Sure, your dog loves sticking his head out of your passenger side window, but are Fido’s in-car antics putting you at risk?
According to AAA’s “Doggie Distraction” survey released last week, one of three participants admitted that they’re often distracted by their pet when they have them in the car; 55 percent pet their dogs while driving, and 21 percent drive with their canine companions in their laps. And somewhat alarmingly, five percent admit to playing with their dogs while driving (we assume this does not mean fetch).
Unfortunately, taking your eyes off the road for just two seconds doubles your chances for a crash. And while many may scoff at the idea of putting your dog in a car seat, the fact is, in the event of an accident, your dog is a potential projectile, says one AAA rep:
“An unrestrained 10-pound dog in a crash at 50 mph will exert roughly 500 pounds of pressure, while an unrestrained 80-pound dog in a crash at only 30 mph will exert 2,400 pounds of pressure. Imagine the devastation that can cause to your pet and anyone in the vehicle in its path.”

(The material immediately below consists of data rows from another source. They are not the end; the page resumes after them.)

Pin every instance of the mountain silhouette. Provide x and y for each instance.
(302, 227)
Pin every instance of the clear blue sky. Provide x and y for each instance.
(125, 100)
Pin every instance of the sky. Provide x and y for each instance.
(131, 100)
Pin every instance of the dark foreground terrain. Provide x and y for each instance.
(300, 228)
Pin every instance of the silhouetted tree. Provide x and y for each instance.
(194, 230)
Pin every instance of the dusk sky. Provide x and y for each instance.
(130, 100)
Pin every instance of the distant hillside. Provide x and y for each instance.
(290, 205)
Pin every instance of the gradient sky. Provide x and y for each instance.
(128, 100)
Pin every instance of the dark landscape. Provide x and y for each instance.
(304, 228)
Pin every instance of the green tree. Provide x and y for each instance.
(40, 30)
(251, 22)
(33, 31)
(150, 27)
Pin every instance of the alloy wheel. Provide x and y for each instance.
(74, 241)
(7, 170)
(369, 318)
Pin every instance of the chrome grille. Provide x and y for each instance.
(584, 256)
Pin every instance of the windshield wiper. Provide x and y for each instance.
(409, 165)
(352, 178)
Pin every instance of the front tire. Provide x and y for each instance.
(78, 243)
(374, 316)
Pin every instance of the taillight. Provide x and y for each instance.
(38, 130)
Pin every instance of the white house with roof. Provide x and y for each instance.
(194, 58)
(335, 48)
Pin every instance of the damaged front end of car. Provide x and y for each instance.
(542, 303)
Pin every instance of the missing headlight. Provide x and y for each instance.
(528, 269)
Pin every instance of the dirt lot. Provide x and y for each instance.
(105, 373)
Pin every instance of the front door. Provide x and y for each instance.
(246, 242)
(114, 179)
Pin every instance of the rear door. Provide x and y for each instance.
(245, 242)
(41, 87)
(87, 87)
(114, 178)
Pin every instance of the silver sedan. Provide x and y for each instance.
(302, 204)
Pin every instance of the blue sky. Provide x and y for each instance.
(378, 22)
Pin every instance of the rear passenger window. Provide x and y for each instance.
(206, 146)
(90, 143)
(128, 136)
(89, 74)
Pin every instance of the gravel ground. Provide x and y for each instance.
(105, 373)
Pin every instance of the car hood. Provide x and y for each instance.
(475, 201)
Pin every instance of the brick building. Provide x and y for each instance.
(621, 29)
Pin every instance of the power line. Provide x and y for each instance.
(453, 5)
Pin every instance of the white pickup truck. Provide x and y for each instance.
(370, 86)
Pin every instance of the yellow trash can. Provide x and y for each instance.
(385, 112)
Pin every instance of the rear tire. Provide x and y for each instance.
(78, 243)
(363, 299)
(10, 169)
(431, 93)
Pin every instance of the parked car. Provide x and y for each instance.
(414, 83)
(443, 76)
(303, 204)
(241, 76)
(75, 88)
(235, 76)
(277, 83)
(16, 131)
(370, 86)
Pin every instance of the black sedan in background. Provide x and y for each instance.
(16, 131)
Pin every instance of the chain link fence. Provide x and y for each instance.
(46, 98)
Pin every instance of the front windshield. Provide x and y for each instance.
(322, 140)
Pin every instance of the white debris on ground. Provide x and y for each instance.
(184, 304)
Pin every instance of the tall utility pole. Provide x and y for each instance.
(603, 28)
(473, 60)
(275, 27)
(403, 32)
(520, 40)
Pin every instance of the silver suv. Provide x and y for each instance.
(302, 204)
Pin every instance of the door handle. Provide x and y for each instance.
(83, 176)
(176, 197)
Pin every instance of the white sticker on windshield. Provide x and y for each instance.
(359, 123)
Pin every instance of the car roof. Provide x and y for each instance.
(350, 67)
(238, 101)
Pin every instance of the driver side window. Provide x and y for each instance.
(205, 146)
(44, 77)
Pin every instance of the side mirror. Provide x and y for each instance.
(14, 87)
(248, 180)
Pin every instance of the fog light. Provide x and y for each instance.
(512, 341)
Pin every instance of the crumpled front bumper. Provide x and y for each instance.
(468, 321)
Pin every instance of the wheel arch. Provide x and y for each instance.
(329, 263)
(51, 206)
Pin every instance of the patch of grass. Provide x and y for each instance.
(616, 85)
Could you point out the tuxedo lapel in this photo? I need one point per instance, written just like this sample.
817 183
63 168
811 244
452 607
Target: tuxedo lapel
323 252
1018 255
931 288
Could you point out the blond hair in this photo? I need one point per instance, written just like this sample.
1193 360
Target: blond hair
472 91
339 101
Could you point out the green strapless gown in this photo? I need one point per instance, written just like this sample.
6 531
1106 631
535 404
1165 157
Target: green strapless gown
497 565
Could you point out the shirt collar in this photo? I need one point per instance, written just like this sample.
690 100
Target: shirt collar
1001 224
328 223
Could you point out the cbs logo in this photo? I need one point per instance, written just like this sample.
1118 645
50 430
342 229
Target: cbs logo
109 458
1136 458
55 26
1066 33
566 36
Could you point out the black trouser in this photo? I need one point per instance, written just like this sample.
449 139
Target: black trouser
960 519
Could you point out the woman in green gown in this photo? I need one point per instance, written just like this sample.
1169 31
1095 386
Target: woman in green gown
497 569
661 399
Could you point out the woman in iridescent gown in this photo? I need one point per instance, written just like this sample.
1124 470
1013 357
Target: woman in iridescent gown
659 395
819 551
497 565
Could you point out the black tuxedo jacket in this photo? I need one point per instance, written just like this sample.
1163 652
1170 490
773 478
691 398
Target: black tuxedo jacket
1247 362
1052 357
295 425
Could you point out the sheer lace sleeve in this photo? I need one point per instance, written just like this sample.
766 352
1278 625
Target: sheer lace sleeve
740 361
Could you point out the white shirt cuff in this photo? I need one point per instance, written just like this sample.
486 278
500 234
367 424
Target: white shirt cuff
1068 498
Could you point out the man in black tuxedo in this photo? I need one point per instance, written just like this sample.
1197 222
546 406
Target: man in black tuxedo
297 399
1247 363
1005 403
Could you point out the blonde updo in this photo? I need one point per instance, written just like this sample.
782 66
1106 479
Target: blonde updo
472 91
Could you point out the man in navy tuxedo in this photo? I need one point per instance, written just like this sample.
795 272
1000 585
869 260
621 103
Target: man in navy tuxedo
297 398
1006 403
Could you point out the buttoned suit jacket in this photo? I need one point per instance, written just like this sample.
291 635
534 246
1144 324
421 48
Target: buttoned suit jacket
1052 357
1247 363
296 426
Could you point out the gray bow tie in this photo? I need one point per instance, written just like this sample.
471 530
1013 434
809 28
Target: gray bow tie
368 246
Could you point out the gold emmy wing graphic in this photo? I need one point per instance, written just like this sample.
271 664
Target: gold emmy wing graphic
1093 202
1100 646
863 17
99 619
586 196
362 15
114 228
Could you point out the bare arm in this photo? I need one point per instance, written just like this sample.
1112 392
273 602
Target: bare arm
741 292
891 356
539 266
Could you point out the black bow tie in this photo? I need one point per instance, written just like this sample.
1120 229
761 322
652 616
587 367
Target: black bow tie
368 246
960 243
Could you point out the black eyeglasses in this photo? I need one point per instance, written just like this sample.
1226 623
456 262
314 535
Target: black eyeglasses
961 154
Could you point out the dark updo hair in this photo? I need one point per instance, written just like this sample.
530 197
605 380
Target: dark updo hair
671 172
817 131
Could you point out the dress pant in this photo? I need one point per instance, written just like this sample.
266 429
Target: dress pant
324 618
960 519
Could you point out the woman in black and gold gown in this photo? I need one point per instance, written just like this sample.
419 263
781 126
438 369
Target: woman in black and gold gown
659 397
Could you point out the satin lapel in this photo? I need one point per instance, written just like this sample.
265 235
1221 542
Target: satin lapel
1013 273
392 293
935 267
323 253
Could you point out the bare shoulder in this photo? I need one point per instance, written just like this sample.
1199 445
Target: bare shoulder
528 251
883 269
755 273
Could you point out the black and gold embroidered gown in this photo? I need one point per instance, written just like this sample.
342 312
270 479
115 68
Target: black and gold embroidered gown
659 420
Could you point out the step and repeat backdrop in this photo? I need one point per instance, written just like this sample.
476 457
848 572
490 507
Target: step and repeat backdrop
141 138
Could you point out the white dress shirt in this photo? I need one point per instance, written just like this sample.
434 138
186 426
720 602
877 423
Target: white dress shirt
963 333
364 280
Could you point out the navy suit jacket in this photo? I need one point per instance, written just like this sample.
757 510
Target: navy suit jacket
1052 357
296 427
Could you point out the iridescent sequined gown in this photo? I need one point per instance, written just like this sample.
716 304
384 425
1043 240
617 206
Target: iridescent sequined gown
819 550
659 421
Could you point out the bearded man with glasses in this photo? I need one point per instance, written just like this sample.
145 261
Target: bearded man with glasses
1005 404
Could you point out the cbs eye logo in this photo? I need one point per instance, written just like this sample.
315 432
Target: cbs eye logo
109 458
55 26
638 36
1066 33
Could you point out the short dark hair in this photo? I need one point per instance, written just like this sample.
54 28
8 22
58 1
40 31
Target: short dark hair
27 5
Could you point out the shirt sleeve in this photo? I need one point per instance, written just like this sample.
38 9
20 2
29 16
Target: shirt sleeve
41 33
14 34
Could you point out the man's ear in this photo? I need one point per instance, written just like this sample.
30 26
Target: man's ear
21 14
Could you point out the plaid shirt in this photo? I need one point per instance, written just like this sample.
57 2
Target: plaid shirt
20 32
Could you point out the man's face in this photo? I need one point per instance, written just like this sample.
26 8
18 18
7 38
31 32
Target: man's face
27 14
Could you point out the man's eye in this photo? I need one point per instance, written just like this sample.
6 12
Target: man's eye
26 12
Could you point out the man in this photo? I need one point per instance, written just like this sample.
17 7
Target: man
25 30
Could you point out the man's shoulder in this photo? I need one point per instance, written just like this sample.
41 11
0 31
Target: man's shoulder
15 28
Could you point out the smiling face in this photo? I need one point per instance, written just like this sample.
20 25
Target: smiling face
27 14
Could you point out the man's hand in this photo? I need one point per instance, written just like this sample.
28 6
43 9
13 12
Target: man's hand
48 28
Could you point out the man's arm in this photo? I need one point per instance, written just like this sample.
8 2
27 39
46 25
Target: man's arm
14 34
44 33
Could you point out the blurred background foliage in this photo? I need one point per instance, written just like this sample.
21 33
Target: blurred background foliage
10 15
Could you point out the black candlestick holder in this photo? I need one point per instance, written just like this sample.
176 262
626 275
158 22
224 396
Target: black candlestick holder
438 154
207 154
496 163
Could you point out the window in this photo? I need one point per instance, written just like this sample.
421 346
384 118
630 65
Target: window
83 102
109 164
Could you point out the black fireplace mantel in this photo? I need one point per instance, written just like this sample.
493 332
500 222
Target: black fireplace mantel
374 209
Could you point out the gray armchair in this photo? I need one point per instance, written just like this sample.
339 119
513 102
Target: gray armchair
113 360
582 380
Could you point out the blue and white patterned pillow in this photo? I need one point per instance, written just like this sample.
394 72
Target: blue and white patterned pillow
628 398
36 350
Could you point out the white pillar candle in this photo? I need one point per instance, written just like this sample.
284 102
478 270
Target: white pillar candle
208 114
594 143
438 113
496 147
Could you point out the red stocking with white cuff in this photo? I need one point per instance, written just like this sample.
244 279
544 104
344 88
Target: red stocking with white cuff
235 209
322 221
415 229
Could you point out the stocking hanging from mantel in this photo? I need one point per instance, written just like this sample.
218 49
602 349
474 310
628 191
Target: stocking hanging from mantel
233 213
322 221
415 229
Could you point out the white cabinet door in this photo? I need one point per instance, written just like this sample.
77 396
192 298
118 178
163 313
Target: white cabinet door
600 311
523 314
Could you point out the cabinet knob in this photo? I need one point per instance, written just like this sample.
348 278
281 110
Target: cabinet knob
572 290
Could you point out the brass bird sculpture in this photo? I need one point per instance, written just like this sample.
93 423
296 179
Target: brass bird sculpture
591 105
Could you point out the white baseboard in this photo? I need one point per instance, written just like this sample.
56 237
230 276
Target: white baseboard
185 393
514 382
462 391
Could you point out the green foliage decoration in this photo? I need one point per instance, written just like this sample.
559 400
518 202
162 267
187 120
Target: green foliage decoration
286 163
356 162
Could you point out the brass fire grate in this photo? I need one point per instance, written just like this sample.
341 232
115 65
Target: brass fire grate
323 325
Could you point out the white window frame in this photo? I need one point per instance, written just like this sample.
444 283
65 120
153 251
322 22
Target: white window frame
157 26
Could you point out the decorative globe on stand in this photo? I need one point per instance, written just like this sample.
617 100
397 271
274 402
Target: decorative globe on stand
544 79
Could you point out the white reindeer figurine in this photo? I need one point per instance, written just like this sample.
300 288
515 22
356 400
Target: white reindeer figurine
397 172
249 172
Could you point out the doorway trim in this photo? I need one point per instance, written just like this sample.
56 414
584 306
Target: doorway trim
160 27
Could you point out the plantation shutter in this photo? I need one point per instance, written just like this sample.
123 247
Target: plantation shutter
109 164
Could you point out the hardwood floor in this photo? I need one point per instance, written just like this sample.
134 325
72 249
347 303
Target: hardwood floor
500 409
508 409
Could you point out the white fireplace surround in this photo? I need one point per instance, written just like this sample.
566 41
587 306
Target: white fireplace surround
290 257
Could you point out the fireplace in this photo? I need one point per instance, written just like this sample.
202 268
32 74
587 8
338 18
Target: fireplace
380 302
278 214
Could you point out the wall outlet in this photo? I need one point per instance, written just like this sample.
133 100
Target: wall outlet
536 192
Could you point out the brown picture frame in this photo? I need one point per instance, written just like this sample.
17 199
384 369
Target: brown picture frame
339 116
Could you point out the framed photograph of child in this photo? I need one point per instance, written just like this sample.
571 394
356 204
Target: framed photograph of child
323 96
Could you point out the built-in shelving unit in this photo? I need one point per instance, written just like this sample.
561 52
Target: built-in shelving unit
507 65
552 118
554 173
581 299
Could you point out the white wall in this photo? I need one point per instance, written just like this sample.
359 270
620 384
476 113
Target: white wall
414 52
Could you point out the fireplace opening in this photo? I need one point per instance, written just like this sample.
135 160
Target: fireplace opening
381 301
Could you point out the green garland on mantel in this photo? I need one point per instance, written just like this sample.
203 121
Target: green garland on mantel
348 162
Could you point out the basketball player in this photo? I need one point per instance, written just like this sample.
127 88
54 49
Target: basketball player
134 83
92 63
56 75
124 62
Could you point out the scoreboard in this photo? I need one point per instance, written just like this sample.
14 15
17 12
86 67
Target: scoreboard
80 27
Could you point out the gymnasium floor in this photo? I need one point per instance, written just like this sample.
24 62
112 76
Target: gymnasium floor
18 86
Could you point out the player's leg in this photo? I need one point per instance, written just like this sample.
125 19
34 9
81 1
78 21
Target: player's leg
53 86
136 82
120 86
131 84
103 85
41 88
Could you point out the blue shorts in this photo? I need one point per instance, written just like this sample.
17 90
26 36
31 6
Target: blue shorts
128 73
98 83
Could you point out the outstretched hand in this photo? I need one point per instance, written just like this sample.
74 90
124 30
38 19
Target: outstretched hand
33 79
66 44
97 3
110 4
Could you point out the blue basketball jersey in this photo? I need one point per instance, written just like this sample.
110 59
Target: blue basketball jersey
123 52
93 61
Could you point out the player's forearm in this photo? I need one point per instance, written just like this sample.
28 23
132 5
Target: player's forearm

Ouch. AAA recommends securing your dog in either a crate, barrier system, or restraining harness to ensure both their safety and yours. In the survey, only 17 percent of respondents said they used a restraint system for their pet, despite the fact that 25 states currently have laws on the books that restrict the portage of an animal in a moving vehicle in a way that could cause torturous injury or death. Looking for a harness? The Ruff Rider brand sells the Roadie and Roadie Elite versions of harnesses that work with your vehicle’s seat belts for $29.95 and $39.95 respectively. It might just be what you need to make sure your pup doesn’t cause undue distraction.